The T.35 filter was the standard small filter of the Italian army during the Second World War.

The Dirzepo, Pir. 35, P.C. 35 and R.S. 37 filters were a variant of this filter, identical in every aspect with the exception of colour and markings.

Overview Edit

The T.35 filter was a brown-painted metal box containing a layer of particulate filtering material made of resin-impregnated wool and viscose rayon at the bottom and a layer of activated charcoal, pumice and other blocking substances at the top (note: it's been confirmed that no asbestos is present in the filter[1]). Before being opened, the bottom intake is covered by a small sheet of waxed canvas and the top is closed using a 40 mm lid, with all of this bound with a string closed using a small lead seal.
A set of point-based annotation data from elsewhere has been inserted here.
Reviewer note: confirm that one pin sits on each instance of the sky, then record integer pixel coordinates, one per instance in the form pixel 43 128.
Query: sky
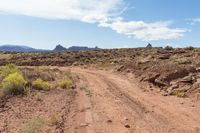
pixel 103 23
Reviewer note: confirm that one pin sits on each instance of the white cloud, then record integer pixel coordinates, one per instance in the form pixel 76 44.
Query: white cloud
pixel 193 21
pixel 146 31
pixel 106 13
pixel 90 11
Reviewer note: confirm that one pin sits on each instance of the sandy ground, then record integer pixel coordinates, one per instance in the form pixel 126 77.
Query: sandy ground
pixel 116 104
pixel 104 102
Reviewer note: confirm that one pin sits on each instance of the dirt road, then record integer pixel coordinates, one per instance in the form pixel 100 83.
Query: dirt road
pixel 113 103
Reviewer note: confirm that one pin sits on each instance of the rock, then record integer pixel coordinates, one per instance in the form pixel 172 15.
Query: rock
pixel 164 57
pixel 160 83
pixel 189 79
pixel 109 121
pixel 125 119
pixel 127 126
pixel 120 68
After the filter has been opened for the first time, it could be closed again using the 40mm lid and a small rubber seal attached through a string to the filter.

The height and weight of the filter vary with the date of production and manufacturer. The production ceased in 1943.

Markings Edit

The T.35 filter has three main markings:

  1. The two symbols on the top near the filter thread are the manufacturer's logos.
  2. The inscription on the side is the name of the filter. Note that the font changes between some companies.
  3. The inscription at the bottom is the date of production.

Spanish recovery Edit

After the end of the Spanish Civil War, the government set out to gather all of the various gas equipment issued by both sides, in an effort to re-issue said equipment in a standardized way. The filters that were found had a label added around them that said: "Filtro procedente de recuperación" (recovery filter), and under that the number of the factory (for example: "Fábrica n.3").


T.35 kits made specifically for the UNPA (Unione Nazionale Protezione Antiaerea, national union for air-raids defence) used a specially marked T.35 filter. The filters made by Pirelli for this purpose were coloured orange, while I.A.C. ones were the usual brown and had "U.N.P.A." marked on the side.